Orange Alert

SU announces registration for international physics conference

Lakeside town of Skaneateles to play host to weeklong program

Jan. 6, 2014, by Rob Enslin

A. Alan Middleton
A. Alan Middleton

The Department of Physics in Syracuse University’s College of Arts and Sciences will begin registering attendees for PAVI14—an international conference in modern nuclear physics, occurring every 2-3 years—on March 3, 2014.

Aimed at scientists, teachers, and students in physics and related fields, PAVI14 will take place on July 14-19, 2014, in various venues throughout Skaneateles, N.Y. (approximately 20 miles west of SU). For more information and to register for the conference, please call 315-443-3901 or visit pavi14.syr.edu.

The conference is co-sponsored by SU’s physics department; the Thomas Jefferson National Accelerator Facility (a.k.a. Jefferson Lab) in Newport News, Va.; and the Helmholtz Institute Mainz in Germany. Local organizers include SU Professors Paul Souder and A. Alan Middleton, the latter of whom is chair of the physics department.

“We’re extremely honored to host this international conference,” says Middleton, an expert in theoretical condensed matter and computational physics. “More than 70 attendees from all over the world will converge on Central New York for a week of cutting-edge lectures and workshops. There really isn’t anything else like it in our field."

Paul Souder
Paul Souder
Souder agrees, saying that PAVI14 is designed to foster scientific exchanges among theoretical and computational physicists. “Our intention is to discuss new ideas, to address some of the problems of and solutions to the research in our field, and to promote a high standard of research and educational activities for attendees,” says Souder, a co-recipient of this year’s National Nuclear Physicist Award from Jefferson Lab.
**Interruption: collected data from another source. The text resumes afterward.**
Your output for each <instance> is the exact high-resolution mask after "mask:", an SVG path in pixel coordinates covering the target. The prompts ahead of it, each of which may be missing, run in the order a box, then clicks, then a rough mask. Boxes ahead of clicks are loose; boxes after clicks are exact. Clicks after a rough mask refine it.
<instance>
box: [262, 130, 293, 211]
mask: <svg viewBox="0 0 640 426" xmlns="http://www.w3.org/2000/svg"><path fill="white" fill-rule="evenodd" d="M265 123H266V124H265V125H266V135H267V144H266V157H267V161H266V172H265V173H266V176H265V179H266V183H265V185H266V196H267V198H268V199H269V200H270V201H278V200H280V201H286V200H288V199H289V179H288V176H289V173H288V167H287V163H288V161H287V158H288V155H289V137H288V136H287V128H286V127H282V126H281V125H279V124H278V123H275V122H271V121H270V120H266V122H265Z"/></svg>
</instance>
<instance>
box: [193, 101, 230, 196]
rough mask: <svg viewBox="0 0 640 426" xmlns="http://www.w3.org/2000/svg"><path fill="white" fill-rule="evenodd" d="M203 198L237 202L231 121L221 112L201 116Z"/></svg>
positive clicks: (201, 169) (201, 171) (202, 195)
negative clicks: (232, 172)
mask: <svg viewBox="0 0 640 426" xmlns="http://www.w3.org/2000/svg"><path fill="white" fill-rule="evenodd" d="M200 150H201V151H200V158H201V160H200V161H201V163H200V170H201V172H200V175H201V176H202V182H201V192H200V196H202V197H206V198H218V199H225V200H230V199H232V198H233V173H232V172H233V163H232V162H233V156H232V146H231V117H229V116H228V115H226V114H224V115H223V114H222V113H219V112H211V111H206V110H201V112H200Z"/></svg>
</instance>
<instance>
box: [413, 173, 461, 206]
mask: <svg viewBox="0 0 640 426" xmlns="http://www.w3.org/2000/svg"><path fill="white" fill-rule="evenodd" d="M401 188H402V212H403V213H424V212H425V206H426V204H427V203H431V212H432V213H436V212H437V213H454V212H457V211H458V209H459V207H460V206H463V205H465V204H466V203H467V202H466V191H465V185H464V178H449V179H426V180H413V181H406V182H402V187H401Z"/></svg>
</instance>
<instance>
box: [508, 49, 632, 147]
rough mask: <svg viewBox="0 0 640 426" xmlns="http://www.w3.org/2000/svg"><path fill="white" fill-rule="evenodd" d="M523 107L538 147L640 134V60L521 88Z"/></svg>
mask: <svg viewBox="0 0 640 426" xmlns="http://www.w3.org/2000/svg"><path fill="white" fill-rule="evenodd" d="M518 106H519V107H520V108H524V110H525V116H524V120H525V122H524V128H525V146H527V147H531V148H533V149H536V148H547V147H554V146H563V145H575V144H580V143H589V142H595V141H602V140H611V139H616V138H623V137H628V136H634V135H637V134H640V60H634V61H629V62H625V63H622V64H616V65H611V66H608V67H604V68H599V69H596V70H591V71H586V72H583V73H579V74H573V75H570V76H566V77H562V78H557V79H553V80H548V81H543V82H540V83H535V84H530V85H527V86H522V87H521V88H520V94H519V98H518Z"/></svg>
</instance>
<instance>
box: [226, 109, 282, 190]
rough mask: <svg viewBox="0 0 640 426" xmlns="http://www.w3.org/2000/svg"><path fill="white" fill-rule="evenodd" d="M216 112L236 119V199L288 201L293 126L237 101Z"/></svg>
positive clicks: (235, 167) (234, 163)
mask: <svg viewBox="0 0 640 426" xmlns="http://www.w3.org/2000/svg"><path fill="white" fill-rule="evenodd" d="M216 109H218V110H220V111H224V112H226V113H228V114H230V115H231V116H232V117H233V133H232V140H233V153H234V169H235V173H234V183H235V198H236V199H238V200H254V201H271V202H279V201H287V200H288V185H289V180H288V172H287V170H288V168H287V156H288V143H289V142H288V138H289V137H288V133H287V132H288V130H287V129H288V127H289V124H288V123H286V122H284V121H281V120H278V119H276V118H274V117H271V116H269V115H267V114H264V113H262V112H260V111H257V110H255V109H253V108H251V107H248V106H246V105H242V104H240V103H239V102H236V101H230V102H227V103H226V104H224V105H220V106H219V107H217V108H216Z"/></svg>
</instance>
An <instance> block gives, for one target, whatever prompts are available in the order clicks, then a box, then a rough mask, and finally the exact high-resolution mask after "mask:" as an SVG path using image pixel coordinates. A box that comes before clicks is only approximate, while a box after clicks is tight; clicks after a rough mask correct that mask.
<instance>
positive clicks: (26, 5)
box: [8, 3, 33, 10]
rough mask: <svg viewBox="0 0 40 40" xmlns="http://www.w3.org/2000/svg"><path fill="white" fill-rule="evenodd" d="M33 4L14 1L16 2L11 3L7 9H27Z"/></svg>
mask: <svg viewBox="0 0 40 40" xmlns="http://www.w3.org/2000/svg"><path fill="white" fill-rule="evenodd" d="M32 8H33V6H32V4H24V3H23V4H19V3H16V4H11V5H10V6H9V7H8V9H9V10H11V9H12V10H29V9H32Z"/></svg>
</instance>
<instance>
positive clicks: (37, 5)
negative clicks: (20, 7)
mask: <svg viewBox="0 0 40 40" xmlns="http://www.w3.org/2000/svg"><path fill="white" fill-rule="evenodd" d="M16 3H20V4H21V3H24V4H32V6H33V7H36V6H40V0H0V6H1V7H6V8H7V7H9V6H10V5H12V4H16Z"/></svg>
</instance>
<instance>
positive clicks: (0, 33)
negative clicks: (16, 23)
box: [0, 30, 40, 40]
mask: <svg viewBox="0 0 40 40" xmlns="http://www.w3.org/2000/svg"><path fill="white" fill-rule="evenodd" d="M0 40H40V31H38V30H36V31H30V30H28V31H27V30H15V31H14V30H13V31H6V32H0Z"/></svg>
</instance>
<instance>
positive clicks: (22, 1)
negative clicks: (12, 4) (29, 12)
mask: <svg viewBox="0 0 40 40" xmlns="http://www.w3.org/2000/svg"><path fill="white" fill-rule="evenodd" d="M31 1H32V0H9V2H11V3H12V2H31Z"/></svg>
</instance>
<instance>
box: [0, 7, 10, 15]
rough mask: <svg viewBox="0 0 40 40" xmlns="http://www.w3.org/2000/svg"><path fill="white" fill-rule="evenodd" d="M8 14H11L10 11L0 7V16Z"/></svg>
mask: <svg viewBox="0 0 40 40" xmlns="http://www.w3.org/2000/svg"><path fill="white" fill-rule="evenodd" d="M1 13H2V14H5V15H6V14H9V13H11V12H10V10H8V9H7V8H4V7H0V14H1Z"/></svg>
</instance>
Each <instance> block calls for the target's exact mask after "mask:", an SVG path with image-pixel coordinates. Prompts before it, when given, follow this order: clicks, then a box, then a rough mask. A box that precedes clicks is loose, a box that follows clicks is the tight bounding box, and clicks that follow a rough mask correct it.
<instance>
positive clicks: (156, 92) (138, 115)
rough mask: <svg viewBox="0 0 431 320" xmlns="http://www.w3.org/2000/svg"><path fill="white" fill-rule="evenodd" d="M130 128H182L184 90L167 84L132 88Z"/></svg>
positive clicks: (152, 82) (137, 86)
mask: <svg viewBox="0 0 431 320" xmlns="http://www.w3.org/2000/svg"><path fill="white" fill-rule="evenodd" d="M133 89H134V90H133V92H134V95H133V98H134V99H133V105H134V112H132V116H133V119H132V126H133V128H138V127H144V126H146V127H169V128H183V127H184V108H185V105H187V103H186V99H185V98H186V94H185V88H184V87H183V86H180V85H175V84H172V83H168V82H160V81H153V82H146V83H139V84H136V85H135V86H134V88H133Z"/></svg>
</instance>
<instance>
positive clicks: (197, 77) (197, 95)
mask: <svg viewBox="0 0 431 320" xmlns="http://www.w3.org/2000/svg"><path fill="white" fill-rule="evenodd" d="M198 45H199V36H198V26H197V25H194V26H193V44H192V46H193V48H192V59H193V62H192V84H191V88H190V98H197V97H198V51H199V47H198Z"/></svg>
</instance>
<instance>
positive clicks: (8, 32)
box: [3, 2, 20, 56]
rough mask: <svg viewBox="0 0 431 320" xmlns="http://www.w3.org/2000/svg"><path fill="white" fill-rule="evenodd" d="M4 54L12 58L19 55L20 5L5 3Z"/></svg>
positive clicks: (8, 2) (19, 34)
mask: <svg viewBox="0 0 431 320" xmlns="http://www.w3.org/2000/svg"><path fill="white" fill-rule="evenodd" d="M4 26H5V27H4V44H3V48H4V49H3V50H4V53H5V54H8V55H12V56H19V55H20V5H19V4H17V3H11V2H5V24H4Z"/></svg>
Past conferences, which have been held in Greece, Germany, and France, have addressed dozens of topics; PAVI14 expects to be no different. Presentations are likely to explore such wide-ranging areas as atomic and Hadronic parity violation; the standard model of particle physics; the Higgs boson and neutrino particles; and quantum chromodynamics, to name a few.

“This conference reinforces our status as a leader in experimental research,” says Souder, who specializes in medium-energy particle physics. “Since much of what we do at SU is interdisciplinary and takes place on the global stage, it’s only fitting that we organize something on this scale.”  

Housed in The College, the Department of Physics has been educating students and carrying out research for more than 125 years. Graduate and undergraduate opportunities are available in fields ranging from biological and condensed matter physics, to cosmology and particle physics, to gravitational wave detection and astrophysics.